Have you read any books by Chizuko Ueno? This is a reference from a movie yesterday.
Thinking about it, I haven't watched much this year. I flipped through my chat history with Teacher Li and realized that recommending Chizuko Ueno to her was already in 2022. It feels like a long time has passed, even though it hasn't really been that long, but my memories are starting to blur. Suddenly, I can't recall the names of certain people, just like that day when I suddenly realized I had forgotten Teacher Li's phone number, and I felt a wave of panic. I forgot them, and they forgot me. Are we going to forget each other like this in the rivers and lakes?
When did I start reading Chizuko Ueno? Most likely a few years ago when the podcasters recommended her. I guess I was influenced by the random fluctuations of the hosts; I can't remember clearly and regret not noting it down at the time. I started listening when they still called it surplus value. In the evening, I listened to a podcast about the lockdown, and halfway through, I suddenly got disconnected. At this moment of typing, it feels like the anger from that time still lingers in my chest. The sound of pots and pans being struck between buildings still echoes in my ears? "It's all fake!" A shout, like thunder. These memories will probably blur too; I should write them down as soon as possible.

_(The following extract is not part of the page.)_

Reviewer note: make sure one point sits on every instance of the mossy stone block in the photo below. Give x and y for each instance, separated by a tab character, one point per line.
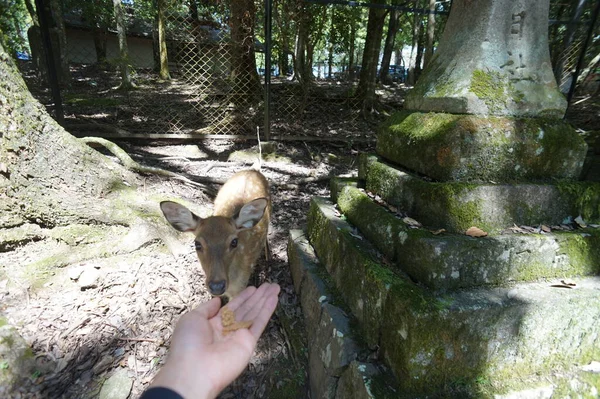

As for why I read Chizuko Ueno? When I read Chizuko Ueno, I felt that I would become better, and then someone would love me. Falling in love without understanding self-love, so I empathized too easily with Xiaoye. Unrequited love, enduring pain, suddenly awakening, finally gaining a bit of inner peace. Now, after watching the movie, my fantasies have been shattered; it turns out that peace is not real, and I still want to share beautiful moments with someone.
The Golden Horse Awards are announced today; congratulations to Lou Ye for "An Unfinished Film." It may take a long time to see the movie, or maybe I can see it next year? This land is full of miracles; what is impossible? Actually, it doesn't matter whether I see it or not; just remembering those days is enough. That's the purpose of the movie, right? If I really have to say, my current life feels like filming a movie every day, and I am also a supporting character in the film.
Thank you to "An Unfinished Film," thank you to the Golden Horse Awards, thank you to Taiwan. Thank you to everyone who contributed.